There’s not much to love about the World Economic Forum’s 2015 report on the global gender wage gap—but if you’re an American woman, there’s even more to hate.
The Global Gender Index Gap, released Wednesday, is a ranking of the 145 world economies according to “how well they are leveraging their female talent pool.” The rankings are based on four indicators: economic, educational, health-based, and political. While the overall gap between men and women in these four areas did close by 4 percent in the last decade, economic equality remains stagnant.
According to the report’s trajectory, women will not be earning as much as men until 2133—a staggering 118 years from now. Those who assume that, in America, this number may be less are dead wrong.

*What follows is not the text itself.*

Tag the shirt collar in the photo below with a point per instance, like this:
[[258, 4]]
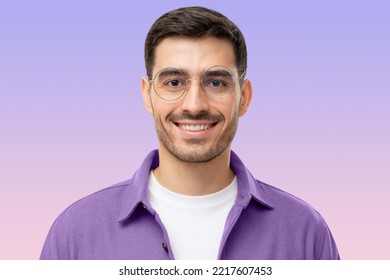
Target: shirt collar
[[137, 189]]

While the majority of countries inched closer to economic equality between the sexes over the past decade, the U.S. was not one of them.
America fell eight places in the overall rankings, landing at number 28 on the global gender gap index—behind top three countries Iceland, Norway, and Finland as well as developing countries like Rwanda and the Philippines. This is despite America jumping 26 places higher in the education ranking, from 66th in 2006 to 40th in 2015.
Today in the U.S., women make 74 cents to every dollar that men earn, compared to Rwanda, where women make 88 percent the amount that men do. Iceland tops the list, a win which WEF experts attribute the country's success in helping parents with work/family balance, which allows more females into leadership roles. “They have the best policies in the world for families,” Saadia Zahidi, the lead author of the study, said. “Their childcare systems are the best and they have the best laws on paternity, maternity and family leave.”
But in America, putting more women in leadership roles may not solve the problem. According to a report from the International Labour Organisation Statistical Office, females made up 42.8 percent of the managers in America last year.
While the U.S. may be lagging behind in the pay gap world, it’s most definitely not an anomaly. Not one country in the world pays women and men equally.
The average female salary today, $11,000, is what males were making (on average) in 2006; today, their salary is twice that number, at $21,000. The discrepancy means that women who are getting paid less to do the same jobs are, at least a fraction of the time, working for free. According to the calculations by the WEF, women work an average of 133 days unpaid per year.
If closing the gender gaps means pinpointing the cause of the inequality, Columbia University researchers are on the right track. Put this expectation gap down to two factors: overconfidence and competitiveness. In a study from 2014, they found men to have a significantly higher level of competitiveness than women and to be twice as likely to “overestimate their true ability.”
Perhaps a change in perspective, the authors conclude, could impact the overall equality. “Individuals with low earnings expectations are more willing to accept a low-paying job offer because it is in line with their beliefs,” they write. “They are also less likely to negotiate for a higher salary since the offer is consistent with their benchmark.”
If the amount of time it will take to close gap has yet to hit home, check out the Gender Gap age calculator. Unless you’ve got plans to live past 150, it won’t be pretty.